Tree visualization is a widely studied topic. Among all the existing tree visualization techniques, we implement the RSF  because it effectively utilizes the screen space and clearly shows the hierarchical relationships between concepts. In addition, in RSF each non-leaf node has its own region, which provides the ability to map cumulative values onto those regions.
To the best of our knowledge, MetNetGE is the first application of 3D RSF in biology and the first algorithm to visualize non-tree edges on a RSF plot.
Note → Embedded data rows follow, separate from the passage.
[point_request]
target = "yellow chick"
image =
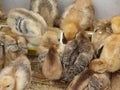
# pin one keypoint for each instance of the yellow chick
(109, 58)
(17, 75)
(77, 16)
(52, 67)
(102, 30)
(47, 9)
(13, 45)
(87, 80)
(28, 24)
(115, 23)
(115, 81)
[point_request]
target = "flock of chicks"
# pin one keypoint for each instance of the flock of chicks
(69, 54)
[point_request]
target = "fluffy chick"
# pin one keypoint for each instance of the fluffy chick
(87, 80)
(47, 9)
(52, 67)
(115, 22)
(77, 55)
(110, 58)
(16, 76)
(28, 24)
(77, 16)
(102, 30)
(115, 81)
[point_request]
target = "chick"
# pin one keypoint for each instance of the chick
(87, 80)
(115, 21)
(77, 55)
(109, 59)
(79, 15)
(115, 81)
(102, 30)
(17, 75)
(28, 24)
(1, 9)
(52, 67)
(47, 9)
(51, 37)
(13, 45)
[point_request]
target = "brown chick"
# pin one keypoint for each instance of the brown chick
(77, 16)
(13, 45)
(1, 9)
(77, 55)
(115, 81)
(109, 58)
(52, 67)
(28, 24)
(102, 30)
(47, 40)
(47, 9)
(115, 22)
(52, 37)
(17, 75)
(87, 80)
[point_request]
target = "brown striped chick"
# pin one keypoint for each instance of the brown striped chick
(115, 22)
(115, 81)
(53, 37)
(13, 45)
(28, 24)
(77, 16)
(17, 75)
(52, 67)
(102, 30)
(47, 9)
(87, 80)
(20, 41)
(109, 59)
(78, 53)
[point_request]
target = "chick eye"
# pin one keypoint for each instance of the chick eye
(58, 39)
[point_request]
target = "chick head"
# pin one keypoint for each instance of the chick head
(7, 83)
(115, 23)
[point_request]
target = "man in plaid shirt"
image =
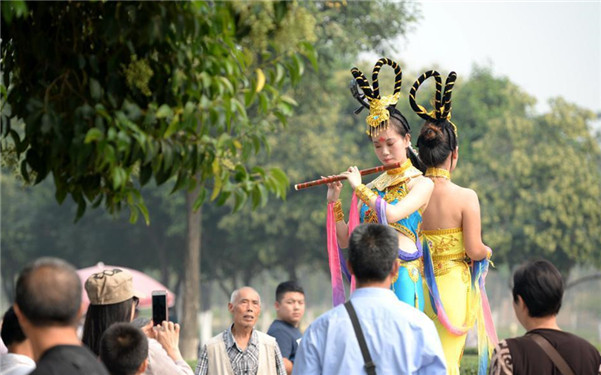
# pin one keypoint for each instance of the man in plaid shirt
(240, 349)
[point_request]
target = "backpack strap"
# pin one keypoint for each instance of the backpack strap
(370, 366)
(552, 353)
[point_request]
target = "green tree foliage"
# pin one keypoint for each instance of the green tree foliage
(113, 94)
(538, 176)
(109, 95)
(323, 137)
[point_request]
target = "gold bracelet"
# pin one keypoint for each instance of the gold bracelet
(364, 193)
(338, 213)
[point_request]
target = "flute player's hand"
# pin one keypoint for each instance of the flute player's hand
(353, 176)
(334, 189)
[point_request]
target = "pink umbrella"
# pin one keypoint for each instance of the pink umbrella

RSF visualization of a pure tree uses the following rules:
Each circular region represents one node in the tree. The leaf nodes are placed on the edge of the drawing and the root node is placed at the center. Nodes with the same depth form one layer in the visualization, i.e. the root node forms layer 0, the nodes with depth 1 form layer 1.
Each circular region has five variables: sweeping angle, depth, radius length, height, and color.
The sweeping angle of a leaf node is determined by an attribute of the corresponding pathway. For the pathway ontology, we have set each pathway to an equal weight, thus spanning the same angle. For visualizing the gene ontology, it could also be linked to other factors, such as the number of differently expressed genes within a category.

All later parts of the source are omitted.